First, the qualitative experiments presented in this paper do not show the value of our approach on a large scale. Future work needs to expand them to a quantitative study, where we can measure the impact on the quality of the retrieval.
Second, we will look into other low-resource language pairs besides English-Hebrew to determine if our approach is suficiently generic. Closely associated with this question are experiments on content using more than two languages.
Third, we also face the problem of metaphorical terms, which are more challenging to translate because it is not only necessary to understand the context, but also background knowledge is required for a particular metaphor to be interpreted correctly. Metaphors are distinguished roughly into two types. The first is borrowing, expanding the original meaning of the term in a metaphoric use. For example, the term ‘grasp’, initially meaning a physical grasp (of an object), had gone through semantic expansion, meaning both a physical grasp and a mental grasp (of an idea or a concept). The second is ifgurative phrases and terms, which when interpreted literally have no reasonable meaning and can only be understood metaphorically. Metaphors of the first type are ambiguous and, when provided with no additional discursive context, can be interpreted by native speakers in both the literal and the metaphoric meanings. However, in cases of figurative ‘fixed’ phrases, native speakers would never assign a literal meaning.
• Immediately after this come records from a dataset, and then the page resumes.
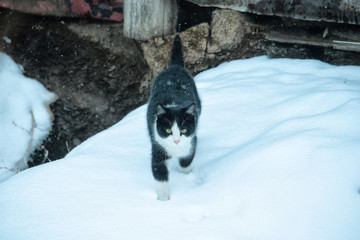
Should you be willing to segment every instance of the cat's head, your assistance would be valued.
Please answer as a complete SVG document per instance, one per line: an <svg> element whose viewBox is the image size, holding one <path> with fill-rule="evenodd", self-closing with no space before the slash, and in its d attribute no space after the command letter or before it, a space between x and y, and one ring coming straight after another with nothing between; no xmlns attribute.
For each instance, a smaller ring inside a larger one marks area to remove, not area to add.
<svg viewBox="0 0 360 240"><path fill-rule="evenodd" d="M166 108L158 105L156 109L156 131L169 144L179 145L185 138L195 134L195 104L185 108Z"/></svg>

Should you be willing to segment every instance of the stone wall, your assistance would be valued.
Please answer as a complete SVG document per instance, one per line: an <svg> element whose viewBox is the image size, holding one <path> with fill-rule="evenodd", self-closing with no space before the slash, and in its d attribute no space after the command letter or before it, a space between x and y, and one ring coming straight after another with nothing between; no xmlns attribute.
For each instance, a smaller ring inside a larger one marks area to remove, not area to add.
<svg viewBox="0 0 360 240"><path fill-rule="evenodd" d="M245 36L256 31L245 15L233 10L215 10L210 24L201 23L180 33L185 64L193 74L199 73L239 52L246 44ZM156 76L168 64L175 35L153 38L141 44L151 76ZM246 51L241 54L246 55Z"/></svg>

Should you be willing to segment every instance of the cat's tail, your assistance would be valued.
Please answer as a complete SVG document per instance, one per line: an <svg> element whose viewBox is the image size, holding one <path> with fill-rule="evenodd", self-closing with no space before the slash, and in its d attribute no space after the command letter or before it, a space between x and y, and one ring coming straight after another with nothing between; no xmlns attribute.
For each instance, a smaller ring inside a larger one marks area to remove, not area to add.
<svg viewBox="0 0 360 240"><path fill-rule="evenodd" d="M182 51L181 38L179 35L176 35L171 50L170 65L179 65L184 67L184 55Z"/></svg>

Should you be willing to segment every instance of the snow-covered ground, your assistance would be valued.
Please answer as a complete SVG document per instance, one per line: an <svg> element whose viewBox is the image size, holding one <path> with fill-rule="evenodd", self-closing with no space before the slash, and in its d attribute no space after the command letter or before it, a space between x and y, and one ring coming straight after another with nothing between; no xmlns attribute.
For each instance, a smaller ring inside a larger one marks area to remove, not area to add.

For example, the Hebrew phrase כרסה בין שיניה, literally meaning ‘her belly between her teeth’, describes a pregnant woman. Whereas native speakers do not need any additional context and would always interpret it in its metaphoric meaning, LLMs need further context and/or a lexical definition to decipher the metaphor. Besides experiments on low-resource language pairs, we can determine if metaphorical resolution also provides an advantage on high-resource language pairs.
Fourth, we aim to investigate if our approach reduces hallucinations, because it basically prevents some kinds of misinterpretation.
With our work, we contribute to building high-quality Graph RAG systems by providing multilingual WSD based on language resources, KGs, and LLMs.